Working in the voluntary sector or, to be more specific, health and research was very much a deliberate career path. Having spent a number of years in the financial sector, I decided to devote my energies to a greater cause, to the benefit of society. It wasn’t an easy move to make as the labour market in France is highly partitioned. Fortunately, some recruiters are more open and know how to exploit the opportunity to recruit more atypical profiles who also have relevant skills to offer.
2. Your generation is often seen as being apolitical and materialistic. What does it take to mobilise this generation?
I don’t share the view that we are materialistic and apolitical. I think as a generation we have just chosen to free ourselves from certain constraints and obligations. We need to form an idea of how things are before deciding to make a commitment. As a result, political choices are made later for some and, I believe, are not associated with the need for financial security. We are a generation who need to understand and see the meaning of things. That is reflected in our attitude to work, financial security and social relationships, which is different from that of preceding generations. We need explanations, demonstrations and evidence to see something is worth mobilising for...
3. What are the three main problems facing the young in your country?
The current economic and political context, which offers an uncertain future to great swathes of our society. Corporate faith in the young and employing young people is still a social issue in France. Let's change this perception: young people are not a risk for the corporate world but an opportunity.
4. And what are the three biggest opportunities?
Dynamism of innovation and new technologies as a source of new jobs, new services and new organisations. Openness and international mobility.
5. Have you already thought about your retirement provision?

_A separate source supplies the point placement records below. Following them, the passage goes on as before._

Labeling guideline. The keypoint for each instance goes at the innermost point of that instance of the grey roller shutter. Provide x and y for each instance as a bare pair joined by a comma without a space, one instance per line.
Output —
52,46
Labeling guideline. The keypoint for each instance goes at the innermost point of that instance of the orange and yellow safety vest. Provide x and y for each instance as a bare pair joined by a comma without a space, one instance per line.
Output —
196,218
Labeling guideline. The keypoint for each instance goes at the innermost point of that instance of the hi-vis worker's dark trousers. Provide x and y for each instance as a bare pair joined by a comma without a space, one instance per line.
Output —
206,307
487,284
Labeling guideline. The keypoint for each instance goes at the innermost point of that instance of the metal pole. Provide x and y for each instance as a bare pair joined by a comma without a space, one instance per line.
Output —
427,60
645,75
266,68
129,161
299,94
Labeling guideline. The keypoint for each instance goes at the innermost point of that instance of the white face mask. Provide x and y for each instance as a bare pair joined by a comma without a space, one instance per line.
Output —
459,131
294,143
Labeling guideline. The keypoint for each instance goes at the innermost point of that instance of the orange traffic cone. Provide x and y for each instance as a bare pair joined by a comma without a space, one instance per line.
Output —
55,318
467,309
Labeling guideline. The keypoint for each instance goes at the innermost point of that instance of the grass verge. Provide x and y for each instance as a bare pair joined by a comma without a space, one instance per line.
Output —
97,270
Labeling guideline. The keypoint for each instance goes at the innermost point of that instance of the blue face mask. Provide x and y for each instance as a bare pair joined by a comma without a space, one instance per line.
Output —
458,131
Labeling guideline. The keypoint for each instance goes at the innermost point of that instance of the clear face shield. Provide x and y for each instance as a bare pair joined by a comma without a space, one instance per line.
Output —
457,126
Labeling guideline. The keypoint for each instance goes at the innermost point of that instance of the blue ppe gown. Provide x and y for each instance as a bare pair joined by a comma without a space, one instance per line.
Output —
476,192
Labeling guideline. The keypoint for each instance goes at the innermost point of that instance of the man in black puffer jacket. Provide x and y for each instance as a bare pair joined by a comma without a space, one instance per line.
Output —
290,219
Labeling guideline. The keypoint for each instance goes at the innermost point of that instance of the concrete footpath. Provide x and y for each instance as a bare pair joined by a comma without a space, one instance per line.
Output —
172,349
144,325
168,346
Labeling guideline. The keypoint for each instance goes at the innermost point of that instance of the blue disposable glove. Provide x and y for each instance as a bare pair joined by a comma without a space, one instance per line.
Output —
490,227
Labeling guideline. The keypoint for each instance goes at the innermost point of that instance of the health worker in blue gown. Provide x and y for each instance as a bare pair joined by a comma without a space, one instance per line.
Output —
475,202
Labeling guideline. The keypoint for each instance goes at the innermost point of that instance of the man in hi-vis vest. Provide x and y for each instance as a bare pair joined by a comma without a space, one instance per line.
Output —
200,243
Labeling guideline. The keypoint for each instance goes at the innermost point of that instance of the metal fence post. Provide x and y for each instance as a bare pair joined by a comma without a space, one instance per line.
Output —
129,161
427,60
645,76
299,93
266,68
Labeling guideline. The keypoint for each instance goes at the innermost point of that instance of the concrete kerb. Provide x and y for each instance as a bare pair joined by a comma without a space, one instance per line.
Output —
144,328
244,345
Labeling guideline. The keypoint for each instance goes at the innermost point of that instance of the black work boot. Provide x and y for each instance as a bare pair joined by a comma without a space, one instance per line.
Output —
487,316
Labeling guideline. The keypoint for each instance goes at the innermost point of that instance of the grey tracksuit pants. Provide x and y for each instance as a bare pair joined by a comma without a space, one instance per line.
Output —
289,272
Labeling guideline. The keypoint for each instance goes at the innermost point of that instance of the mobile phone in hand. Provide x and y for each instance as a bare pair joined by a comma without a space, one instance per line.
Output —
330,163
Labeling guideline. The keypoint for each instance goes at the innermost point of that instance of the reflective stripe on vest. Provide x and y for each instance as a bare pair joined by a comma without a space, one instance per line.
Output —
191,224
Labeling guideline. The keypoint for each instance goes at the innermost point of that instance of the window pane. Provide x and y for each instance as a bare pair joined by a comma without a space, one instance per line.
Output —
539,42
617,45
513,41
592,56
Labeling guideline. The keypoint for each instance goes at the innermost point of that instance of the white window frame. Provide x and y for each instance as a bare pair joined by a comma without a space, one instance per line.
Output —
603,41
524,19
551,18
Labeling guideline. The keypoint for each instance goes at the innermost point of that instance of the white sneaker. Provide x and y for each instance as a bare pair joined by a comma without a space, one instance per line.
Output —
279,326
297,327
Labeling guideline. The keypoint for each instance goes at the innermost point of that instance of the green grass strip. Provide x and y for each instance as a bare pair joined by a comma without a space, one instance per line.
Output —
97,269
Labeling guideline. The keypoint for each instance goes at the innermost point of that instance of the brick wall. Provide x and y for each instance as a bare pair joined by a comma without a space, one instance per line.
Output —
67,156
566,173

I overlooked my retirement provision for a long time. However, given the economic situation in France, I have organised some solutions now, such as dedicated saving and insurance, to compensate for a low retirement pension, assuming it exists at all. I think that, unfortunately, the French retirement system is no longer compatible with our age pyramid and growing longevity.
6. How long do you think your generation will have to work?
The current system gives a retirement age of 67, but I fear that my generation will have to work longer than that and subsequently draw a meagre retirement pension. In France, we don't really have a funded pension scheme culture -- but that is bound to change.
7. What two or three things do you want to accomplish in the next two or three years?
In the near future, I would like to stage a play that I’m currently writing. I am passionate about this art form and I share my time among my working life, the theatre and my family. I also want to create a major solidarity movement against cancer with Institut Curie. We live in an age of discovery and advances against cancer. With the support of the public, we can make more progress in research and patient care.
Head of donor relationships and public relations at Institut Curie in Paris
Agnès Hubert (39) has been in charge of PR and donor relations at Institut Curie since 2016. Following ten years working in finance, she changed career direction in 2010, initially going to La Manu, an association connecting students with companies, before joining Institut Curie one year later. Institut Curie is one of the world’s leading cancer research centres and has its own hospital. Agnès Hubert lives with her family in Paris.